Auch über seinen Einstieg – „Man hat mir gesagt, daß hier einige Kisten Eier hineingetragen worden sind. Wenn ich glauben würde, daß euch mit Eiern geholfen werden könnte, hätte die IG Metall schon die ganze Produktion aufgekauft.“ – mag hier niemand lachen. Zwar werden dann doch keine Eier geworfen, aber Steinkühler, dem man seine Zurückhaltung und Abwesenheit beim Kampf um die Krupp-Hütte in Rheinhausen seit Beginn der Auseinandersetzung verübelt, hat hier spätestens durch seine Interviewäußerung, das Krupp-Konzept sei „betriebswirtschaftlich plausibel“, jede Sympathie verspielt. Zwar bekommt der IGM- Chef im Verlauf seiner Rede gelegentlich Beifall, aber die Leute registrieren genau, daß er den Erhalt des Stahlstandortes Rheinhausen explizit nicht fordert.

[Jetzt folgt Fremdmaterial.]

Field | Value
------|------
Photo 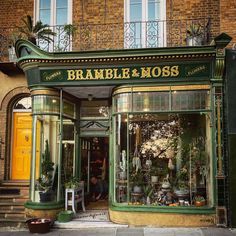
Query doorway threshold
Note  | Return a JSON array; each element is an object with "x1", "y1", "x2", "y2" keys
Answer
[{"x1": 54, "y1": 210, "x2": 128, "y2": 229}]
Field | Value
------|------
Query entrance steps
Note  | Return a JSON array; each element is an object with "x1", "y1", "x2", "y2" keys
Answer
[{"x1": 0, "y1": 181, "x2": 29, "y2": 227}]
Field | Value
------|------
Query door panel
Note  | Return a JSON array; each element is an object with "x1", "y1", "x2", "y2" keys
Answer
[{"x1": 12, "y1": 113, "x2": 32, "y2": 180}]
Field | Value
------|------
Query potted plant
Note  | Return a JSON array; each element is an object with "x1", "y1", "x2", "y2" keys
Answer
[
  {"x1": 38, "y1": 140, "x2": 54, "y2": 202},
  {"x1": 130, "y1": 171, "x2": 143, "y2": 193},
  {"x1": 17, "y1": 15, "x2": 56, "y2": 45},
  {"x1": 194, "y1": 195, "x2": 206, "y2": 207},
  {"x1": 186, "y1": 23, "x2": 204, "y2": 46},
  {"x1": 57, "y1": 210, "x2": 74, "y2": 222},
  {"x1": 65, "y1": 176, "x2": 80, "y2": 189}
]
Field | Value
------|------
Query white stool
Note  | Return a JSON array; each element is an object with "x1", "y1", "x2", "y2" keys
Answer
[{"x1": 65, "y1": 182, "x2": 85, "y2": 213}]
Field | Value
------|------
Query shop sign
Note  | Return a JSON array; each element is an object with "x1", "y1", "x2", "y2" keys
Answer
[{"x1": 40, "y1": 63, "x2": 210, "y2": 82}]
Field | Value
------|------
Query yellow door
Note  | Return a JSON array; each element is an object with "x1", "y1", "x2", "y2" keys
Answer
[{"x1": 12, "y1": 112, "x2": 32, "y2": 180}]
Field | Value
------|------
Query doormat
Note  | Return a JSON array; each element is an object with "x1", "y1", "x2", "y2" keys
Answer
[
  {"x1": 86, "y1": 199, "x2": 108, "y2": 210},
  {"x1": 75, "y1": 210, "x2": 109, "y2": 222}
]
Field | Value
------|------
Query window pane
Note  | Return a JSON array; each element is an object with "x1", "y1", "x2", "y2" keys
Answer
[
  {"x1": 40, "y1": 0, "x2": 51, "y2": 9},
  {"x1": 57, "y1": 0, "x2": 68, "y2": 8},
  {"x1": 39, "y1": 0, "x2": 51, "y2": 24},
  {"x1": 114, "y1": 113, "x2": 212, "y2": 207},
  {"x1": 133, "y1": 91, "x2": 169, "y2": 111},
  {"x1": 130, "y1": 0, "x2": 142, "y2": 21},
  {"x1": 56, "y1": 8, "x2": 67, "y2": 25},
  {"x1": 148, "y1": 0, "x2": 160, "y2": 20},
  {"x1": 172, "y1": 90, "x2": 210, "y2": 110}
]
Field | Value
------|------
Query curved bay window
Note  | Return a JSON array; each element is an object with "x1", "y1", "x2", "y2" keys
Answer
[
  {"x1": 112, "y1": 85, "x2": 212, "y2": 208},
  {"x1": 30, "y1": 89, "x2": 76, "y2": 203}
]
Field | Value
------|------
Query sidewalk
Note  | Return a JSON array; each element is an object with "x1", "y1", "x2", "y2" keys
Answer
[{"x1": 0, "y1": 227, "x2": 235, "y2": 236}]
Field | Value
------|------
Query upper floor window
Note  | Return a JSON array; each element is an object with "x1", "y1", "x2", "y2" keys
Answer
[
  {"x1": 124, "y1": 0, "x2": 166, "y2": 48},
  {"x1": 35, "y1": 0, "x2": 72, "y2": 26},
  {"x1": 35, "y1": 0, "x2": 72, "y2": 51}
]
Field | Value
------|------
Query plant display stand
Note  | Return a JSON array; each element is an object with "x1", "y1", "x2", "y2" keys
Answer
[{"x1": 65, "y1": 183, "x2": 85, "y2": 213}]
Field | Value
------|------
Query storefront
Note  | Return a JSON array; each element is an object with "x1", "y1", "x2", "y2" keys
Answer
[{"x1": 15, "y1": 33, "x2": 231, "y2": 226}]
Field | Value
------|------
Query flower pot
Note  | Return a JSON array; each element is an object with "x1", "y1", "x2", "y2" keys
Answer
[
  {"x1": 195, "y1": 200, "x2": 206, "y2": 207},
  {"x1": 133, "y1": 186, "x2": 142, "y2": 193},
  {"x1": 57, "y1": 210, "x2": 74, "y2": 222},
  {"x1": 119, "y1": 171, "x2": 127, "y2": 180},
  {"x1": 151, "y1": 176, "x2": 158, "y2": 183},
  {"x1": 186, "y1": 36, "x2": 203, "y2": 46},
  {"x1": 39, "y1": 191, "x2": 52, "y2": 202},
  {"x1": 26, "y1": 218, "x2": 52, "y2": 233}
]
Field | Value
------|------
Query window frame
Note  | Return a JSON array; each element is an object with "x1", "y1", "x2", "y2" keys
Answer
[
  {"x1": 34, "y1": 0, "x2": 73, "y2": 26},
  {"x1": 124, "y1": 0, "x2": 166, "y2": 48}
]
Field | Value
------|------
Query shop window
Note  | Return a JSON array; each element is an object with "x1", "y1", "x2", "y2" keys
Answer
[
  {"x1": 124, "y1": 0, "x2": 166, "y2": 48},
  {"x1": 33, "y1": 95, "x2": 60, "y2": 114},
  {"x1": 114, "y1": 113, "x2": 212, "y2": 207}
]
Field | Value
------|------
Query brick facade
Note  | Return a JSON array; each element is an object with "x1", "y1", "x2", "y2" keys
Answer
[{"x1": 220, "y1": 0, "x2": 236, "y2": 47}]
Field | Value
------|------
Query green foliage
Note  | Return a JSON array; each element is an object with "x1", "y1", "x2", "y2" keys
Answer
[
  {"x1": 187, "y1": 23, "x2": 203, "y2": 37},
  {"x1": 17, "y1": 15, "x2": 56, "y2": 44},
  {"x1": 38, "y1": 140, "x2": 54, "y2": 192},
  {"x1": 65, "y1": 176, "x2": 80, "y2": 189}
]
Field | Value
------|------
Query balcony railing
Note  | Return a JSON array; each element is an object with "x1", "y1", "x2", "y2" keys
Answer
[{"x1": 0, "y1": 18, "x2": 211, "y2": 62}]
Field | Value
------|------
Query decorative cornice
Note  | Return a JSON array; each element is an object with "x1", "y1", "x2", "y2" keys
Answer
[{"x1": 15, "y1": 39, "x2": 216, "y2": 71}]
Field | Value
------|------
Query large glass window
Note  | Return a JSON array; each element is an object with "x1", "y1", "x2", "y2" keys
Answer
[
  {"x1": 113, "y1": 87, "x2": 212, "y2": 208},
  {"x1": 124, "y1": 0, "x2": 166, "y2": 48}
]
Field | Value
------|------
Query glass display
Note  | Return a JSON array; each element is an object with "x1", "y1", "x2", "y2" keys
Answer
[{"x1": 114, "y1": 113, "x2": 212, "y2": 207}]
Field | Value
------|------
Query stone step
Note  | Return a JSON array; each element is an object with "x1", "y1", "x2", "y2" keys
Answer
[
  {"x1": 0, "y1": 212, "x2": 26, "y2": 220},
  {"x1": 0, "y1": 195, "x2": 29, "y2": 203},
  {"x1": 0, "y1": 205, "x2": 25, "y2": 212},
  {"x1": 1, "y1": 181, "x2": 29, "y2": 187}
]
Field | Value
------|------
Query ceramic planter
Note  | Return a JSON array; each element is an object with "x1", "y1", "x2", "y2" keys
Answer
[
  {"x1": 57, "y1": 210, "x2": 74, "y2": 222},
  {"x1": 26, "y1": 218, "x2": 52, "y2": 233},
  {"x1": 195, "y1": 200, "x2": 206, "y2": 207}
]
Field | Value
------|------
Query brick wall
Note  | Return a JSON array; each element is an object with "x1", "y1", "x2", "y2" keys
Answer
[
  {"x1": 0, "y1": 0, "x2": 34, "y2": 28},
  {"x1": 220, "y1": 0, "x2": 236, "y2": 47}
]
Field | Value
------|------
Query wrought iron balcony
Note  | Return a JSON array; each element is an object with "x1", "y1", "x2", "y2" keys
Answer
[{"x1": 0, "y1": 18, "x2": 211, "y2": 62}]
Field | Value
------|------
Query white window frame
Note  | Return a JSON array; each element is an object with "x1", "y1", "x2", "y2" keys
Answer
[
  {"x1": 34, "y1": 0, "x2": 73, "y2": 26},
  {"x1": 124, "y1": 0, "x2": 166, "y2": 48},
  {"x1": 34, "y1": 0, "x2": 73, "y2": 51}
]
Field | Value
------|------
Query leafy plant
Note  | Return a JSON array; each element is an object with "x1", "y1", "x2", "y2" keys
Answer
[
  {"x1": 194, "y1": 195, "x2": 205, "y2": 202},
  {"x1": 187, "y1": 23, "x2": 203, "y2": 38},
  {"x1": 65, "y1": 176, "x2": 80, "y2": 189},
  {"x1": 38, "y1": 140, "x2": 54, "y2": 192},
  {"x1": 17, "y1": 15, "x2": 56, "y2": 45}
]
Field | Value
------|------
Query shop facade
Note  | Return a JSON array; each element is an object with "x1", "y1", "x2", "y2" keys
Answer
[{"x1": 15, "y1": 33, "x2": 230, "y2": 226}]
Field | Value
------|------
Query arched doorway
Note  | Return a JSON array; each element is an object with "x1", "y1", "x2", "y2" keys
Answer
[{"x1": 11, "y1": 97, "x2": 32, "y2": 180}]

Die Krise bestehe darin, so zitiert Steinkühler Antonio Gramsci, „daß das Alte stirbt und das Neue nicht wächst“. Deshalb gehe es darum, „die Verteidigung vor handener Arbeitsplätze und die Schaffung neuer Arbeitsplätze am Ort und im Revier zu verbinden“. Im Gespräch mit Journalisten wurde Steinkühler dann präziser. Zwar könne niemand sagen „ob in 20 Jahren noch in allen Stahlstandorten Stahl produziert“ werde, aber aktuell gelte die IGM-Forderung „nach Erhalt aller Stahlstandorte“. Die Alternativen, die die IGM bei den Montanrunden in Düsseldorf – dort begann die Konferenz am Mittwoch nachmittag – und am 24.2. in Bonn „auf den Tisch legen wird, gehen nicht nur davon aus, daß der Stahlstandort in Rheinhausen erhalten werden muß, sondern auch erhalten werden kann“.

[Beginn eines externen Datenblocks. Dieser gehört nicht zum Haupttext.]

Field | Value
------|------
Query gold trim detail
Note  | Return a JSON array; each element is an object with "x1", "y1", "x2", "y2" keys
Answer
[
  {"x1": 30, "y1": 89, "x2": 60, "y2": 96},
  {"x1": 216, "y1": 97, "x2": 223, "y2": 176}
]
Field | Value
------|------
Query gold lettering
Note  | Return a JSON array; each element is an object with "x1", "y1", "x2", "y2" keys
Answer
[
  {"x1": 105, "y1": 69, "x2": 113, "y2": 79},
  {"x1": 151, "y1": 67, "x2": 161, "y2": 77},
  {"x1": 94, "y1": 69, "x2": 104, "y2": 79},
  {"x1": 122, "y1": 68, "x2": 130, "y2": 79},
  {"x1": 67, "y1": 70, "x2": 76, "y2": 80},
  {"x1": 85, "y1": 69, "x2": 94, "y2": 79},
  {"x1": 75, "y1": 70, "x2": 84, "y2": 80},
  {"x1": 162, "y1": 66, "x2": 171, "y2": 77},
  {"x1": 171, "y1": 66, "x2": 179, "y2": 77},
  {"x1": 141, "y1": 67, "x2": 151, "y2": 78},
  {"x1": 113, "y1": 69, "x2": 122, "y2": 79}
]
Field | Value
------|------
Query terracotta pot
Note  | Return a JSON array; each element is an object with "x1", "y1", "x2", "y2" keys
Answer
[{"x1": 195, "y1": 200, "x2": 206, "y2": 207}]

Stürmisch gefeiert wurde in Rheinhausen ein anderer IG-Metaller. Manfred Bruckschen, Betriebsratsvorsitzender, redet Klartext, und das kommt an in der Halle, in der sich nach Angaben der Veranstalter 15.000 Menschen versammelt haben. Der Kampf für den Stahlstandort könne gewonnen werden, „wenn wir uns nicht feige verkriechen, sondern mutig nach vorn gehen und solidarisch für einander einstehen“.

Am Samstag steigt im Walzwerk ein riesiges „Stahlfestival“, und in der nächsten Woche wollen die Gewerkschaften, einen Tag vor der Montanrunde in Bonn, eine Menschenkette quer durch das Revier auf die Beine stellen – von Krupp-Rheinhausen bis zum Hoesch-Stahlwerk nach Dortmund. Der Landesbezirk des DGB, der sich im Dezember noch geziert hatte, landesweit zu Aktionen aufzurufen, macht diesmal mit.